Features | June 24, 2008 |
For Mayors, Fuel Cost Presents Opportunities
Municipalities, many already running unhealthy deficits, are facing a new world of cost issues in the face of increasing fuel prices. Most municipalities use fuel on the large scale, with various administrators, surveyors, building code inspectors and other city officials zipping around the city to conduct their business. As cities are looking for solutions to fuel prices, they could be thinking too small.
Mayors that met at the United States Conference of Mayors discussed the results of a survey of over a hundred municipalities, 90% of which said that they had changed operating procedures to minimize fuel expenditures. The result have been soft measures so far. Mayors have been encouraging their staff to carpool, visit sites that are near each other at the same time, encouraging staff to take public transit and turn off the lights when a room is empty. Budgets for 2008 seem to have been built on $2/gallon gas and soft measures are inadequate unless cities want to go the way of Vallejo (municipal bankruptcy).
As challenging as these problems may be, they also offer an interesting opportunity for municipalities to lead the charge in energy savings and fuel efficiency. Municipalities have access to tax-free bonds that should make it ‘easy’ to invest in sustainable technology that will help them hold their costs down. Cities can usually bond design-build wind or solar projects without much trouble, or can use their collective buying power to force utilities into providing clean power for their residents (more problematic where coal companies provide the tax base). Or, they can educate their residents about opportunities for power purchase agreements in neighborhoods.
Cities could be fuel independent. Cities have the capability to incentivize a biofuels test plant in their city that could supply gas to their fleet at a reduced, or at least, controlled cost (some types of ethanol can use waste to produce fuel for less than $1 per gallon). There seems to be no reason that a city over the size of 50,000 people or so shouldn’t have its own biofuels facility. Municipalities should/could all be driving hybrid, flex fuel or diesel fleets, though many cities still have the policy of buying American cars.
Cities also have the most control over infrastructure; they can do the most of anyone to make cars unnecessary. Cities can zone to create dense downtown corridors, create or block bike lanes, and either stifle or push for public transit expansion. Cities can discourage car use by creating walk-only streets and driving up the cost of parking. Confirming some of Amory Lovin’s famous predictions, Mayor John Robert Smith of Meridian Mississippi noted “We have waited until we are at a crisis point to address transportation.”

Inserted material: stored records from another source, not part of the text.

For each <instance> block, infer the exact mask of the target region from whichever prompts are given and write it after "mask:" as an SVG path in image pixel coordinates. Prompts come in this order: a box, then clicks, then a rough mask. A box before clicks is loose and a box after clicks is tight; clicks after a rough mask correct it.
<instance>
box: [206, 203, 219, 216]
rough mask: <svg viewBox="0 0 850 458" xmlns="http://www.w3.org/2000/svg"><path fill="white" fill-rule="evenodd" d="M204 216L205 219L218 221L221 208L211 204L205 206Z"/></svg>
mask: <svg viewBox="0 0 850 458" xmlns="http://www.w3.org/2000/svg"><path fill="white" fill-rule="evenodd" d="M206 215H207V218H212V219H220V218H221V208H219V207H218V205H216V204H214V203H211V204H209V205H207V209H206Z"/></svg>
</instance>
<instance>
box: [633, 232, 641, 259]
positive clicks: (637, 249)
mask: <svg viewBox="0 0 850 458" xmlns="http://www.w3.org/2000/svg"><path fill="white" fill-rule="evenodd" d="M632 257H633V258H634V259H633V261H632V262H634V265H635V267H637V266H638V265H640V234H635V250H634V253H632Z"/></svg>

Cities have control over their building codes. LA and other large cities have integrated LEED standards into law. All cities could do that, as well as plan and zone in a manner that encourages mixed use ecodensity and fosters the ridership for public transit. Cities can also offer microloan or lease-back programs to help citizens front the cash for wind or solar energy for their buildings. There are a range of good ways cities can help their citizens finance energy projects for their buildings.

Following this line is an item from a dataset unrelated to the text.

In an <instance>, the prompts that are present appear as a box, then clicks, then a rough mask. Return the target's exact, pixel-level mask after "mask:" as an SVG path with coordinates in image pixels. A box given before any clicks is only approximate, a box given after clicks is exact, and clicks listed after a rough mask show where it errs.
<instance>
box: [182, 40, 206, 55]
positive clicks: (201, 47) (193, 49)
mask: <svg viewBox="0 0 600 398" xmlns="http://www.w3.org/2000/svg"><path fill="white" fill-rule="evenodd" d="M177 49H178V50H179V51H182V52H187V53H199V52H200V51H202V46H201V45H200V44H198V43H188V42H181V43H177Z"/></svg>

My ultimate message is this: municipalities have enormous power to change the lives of their residents for the better, climate and energy-wise. I can't think of any reason municipalities should suffer from high energy costs when they have expansive power to control and regulate local price and markets. Municipalities have so much micro-scale control over their cities’ procedures that it is highly effective for peak oil issues to be addressed at this level.